The cocrystalline (Adpn)2LiPF6 has an effective molarity of 4.5 M and it exhibits desirable physical properties, including melt-and press-castability, self-healing, high conductivity for an organic solid electrolyte (~10 -4-S•cm -1 ), and a wide electrochemical stability window (5 V), stable cycling (> 50 cycles at C/20, C/10, C/5 rates) with capacities of 140 mAh-g -1 to 100 mAh-g -1 and > 99% Coulombic efficiencies using Li o /(Adpn)2LiPF6/LiFePO4 half-cells and ~ 96% Coulombic efficiency with LTO/(Adpn)2LiPF6/NMC622. Further, our atomistic simulation models demonstrate an unforeseen mechanism of ion-conduction in these soft-solids where grainboundaries are the most vital contributor to the net ionic conductivity, followed by the Li + defects, which facilitate ion-conduction in the bulk co-crystal.
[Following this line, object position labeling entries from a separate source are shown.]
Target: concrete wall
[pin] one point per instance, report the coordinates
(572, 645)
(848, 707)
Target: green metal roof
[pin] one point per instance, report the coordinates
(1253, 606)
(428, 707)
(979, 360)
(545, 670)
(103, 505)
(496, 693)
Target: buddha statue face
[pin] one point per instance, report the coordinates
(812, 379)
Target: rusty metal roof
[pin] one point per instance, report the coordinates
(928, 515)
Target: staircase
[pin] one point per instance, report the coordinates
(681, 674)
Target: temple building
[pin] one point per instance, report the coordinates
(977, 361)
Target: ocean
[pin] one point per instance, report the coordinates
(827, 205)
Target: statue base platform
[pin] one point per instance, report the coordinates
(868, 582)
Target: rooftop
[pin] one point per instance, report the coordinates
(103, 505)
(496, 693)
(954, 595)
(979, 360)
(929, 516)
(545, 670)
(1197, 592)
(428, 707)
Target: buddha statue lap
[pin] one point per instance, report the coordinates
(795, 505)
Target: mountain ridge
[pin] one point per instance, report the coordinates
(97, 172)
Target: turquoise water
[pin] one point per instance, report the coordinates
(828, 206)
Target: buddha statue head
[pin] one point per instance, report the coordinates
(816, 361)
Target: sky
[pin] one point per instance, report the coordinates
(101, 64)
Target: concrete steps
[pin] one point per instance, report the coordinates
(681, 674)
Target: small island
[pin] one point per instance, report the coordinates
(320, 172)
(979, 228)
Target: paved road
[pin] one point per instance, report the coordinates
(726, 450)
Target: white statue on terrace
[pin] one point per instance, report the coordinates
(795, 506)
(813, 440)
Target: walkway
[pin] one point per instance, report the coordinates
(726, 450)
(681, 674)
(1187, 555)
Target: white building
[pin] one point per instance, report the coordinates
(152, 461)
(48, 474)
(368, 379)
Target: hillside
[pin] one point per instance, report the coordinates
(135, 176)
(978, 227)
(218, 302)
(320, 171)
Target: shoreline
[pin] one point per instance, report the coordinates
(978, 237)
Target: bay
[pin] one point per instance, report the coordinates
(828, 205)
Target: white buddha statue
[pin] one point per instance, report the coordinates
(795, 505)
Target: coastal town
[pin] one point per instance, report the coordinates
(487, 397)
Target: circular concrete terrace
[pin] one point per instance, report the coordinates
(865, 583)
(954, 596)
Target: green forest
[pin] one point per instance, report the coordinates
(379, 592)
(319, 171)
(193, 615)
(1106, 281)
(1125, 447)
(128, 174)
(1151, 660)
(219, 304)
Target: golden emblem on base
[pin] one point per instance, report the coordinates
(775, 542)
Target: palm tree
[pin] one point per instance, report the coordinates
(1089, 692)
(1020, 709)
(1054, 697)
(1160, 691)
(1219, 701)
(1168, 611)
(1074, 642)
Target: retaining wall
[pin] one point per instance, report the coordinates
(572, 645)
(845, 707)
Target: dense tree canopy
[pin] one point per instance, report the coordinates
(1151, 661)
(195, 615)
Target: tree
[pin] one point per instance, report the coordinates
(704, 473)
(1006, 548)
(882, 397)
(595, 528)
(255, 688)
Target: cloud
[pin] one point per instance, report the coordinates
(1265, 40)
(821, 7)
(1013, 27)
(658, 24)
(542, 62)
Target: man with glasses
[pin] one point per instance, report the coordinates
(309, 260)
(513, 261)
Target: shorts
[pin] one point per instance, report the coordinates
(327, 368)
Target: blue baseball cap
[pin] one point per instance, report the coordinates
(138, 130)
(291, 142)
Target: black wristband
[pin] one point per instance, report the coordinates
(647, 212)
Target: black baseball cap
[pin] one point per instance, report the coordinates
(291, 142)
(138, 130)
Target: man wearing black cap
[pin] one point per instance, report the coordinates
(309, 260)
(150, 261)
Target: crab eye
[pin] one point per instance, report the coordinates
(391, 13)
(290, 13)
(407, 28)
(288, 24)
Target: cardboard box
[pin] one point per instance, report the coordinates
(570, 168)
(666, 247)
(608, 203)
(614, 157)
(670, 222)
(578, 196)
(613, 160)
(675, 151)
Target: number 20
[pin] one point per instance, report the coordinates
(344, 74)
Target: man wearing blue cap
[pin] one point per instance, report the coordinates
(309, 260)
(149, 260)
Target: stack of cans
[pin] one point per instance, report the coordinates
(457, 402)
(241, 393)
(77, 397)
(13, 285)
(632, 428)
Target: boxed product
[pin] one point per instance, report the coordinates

The parent compound (Adpn)2LiPF6 is prepared by heating commercially available LiPF6 in excess adiponitrile, in which it is sparingly soluble at room temperature 29 . After complete dissolution at 165°C, cooling of the solution yields crystalline (Adpn)2LiPF6 , whose stoichiometry is confirmed by XRD analysis of single crystals (Fig. 1a,b). The experimentally obtained powder XRD patterns of these crystals agree with those obtained theoretically from single crystal data, and for postelectrochemical and melt-recrystallized samples (Fig. 1c,d,e,f). The structure exhibits linear parallel Li + ion channels (Fig. 1b), with a shortest distance of 6.23 Å between two successive Li + ions in the b-crystallographic direction. Each Li + ion is coordinated to four cyano groups, and does not interact with any PF6 -anions. An important consequence of the isolation of the PF6 -anion from the Lewis acidic Li + is the improvement of the thermal stability of the salt; the thermogravimetric analysis (TGA) data (Extended Data Fig. 1 31 ). The behavior of co-crystals in TGA was simulated from MD simulations using model V (vacuum), which predicts that Adpn molecules form a liquid-like layer on the co-crystalline surface at room-temperature (Extended Data Fig. 2a) and evaporate as the cocrystals degrade at high temperature (T > 400 K) (Extended Data Fig. 2b -d). This experimental structure was used to benchmark the periodic model P used in MD simulation, provided in Supplementary Fig. S1 andS2.

Differential scanning calorimetry (DSC) data (Fig. 2a) show that the co-crystals of (Adpn)2LiPF6 reversibly melt at 182 0 C, and recrystalize after slight supercooling to ~150°C. The same crystaline phase is recovered after recrystalization based on PXRD (Figure S1b), demonstrating that the material does not decompose upon melting. For comparison, the SN2LiFSI molecular crystal melts at Tm = 59.5 0 C 10 . In the case of (Adpn)2LiPF6, the presence of a small amount of free (i.e., at least one -C≡N not coordinated to Li + ) Adpn in the cocrystal was observed by DSC (Fig. 2a) and Raman spectroscopy (Fig. 2b). The assignment of "free" and coordinated C≡N peaks was validated using the DFT calculations for a geometry shown in Fig. 2c and theoretical vibrational spectra in Fig. 2d (and in Supplementary Table S1).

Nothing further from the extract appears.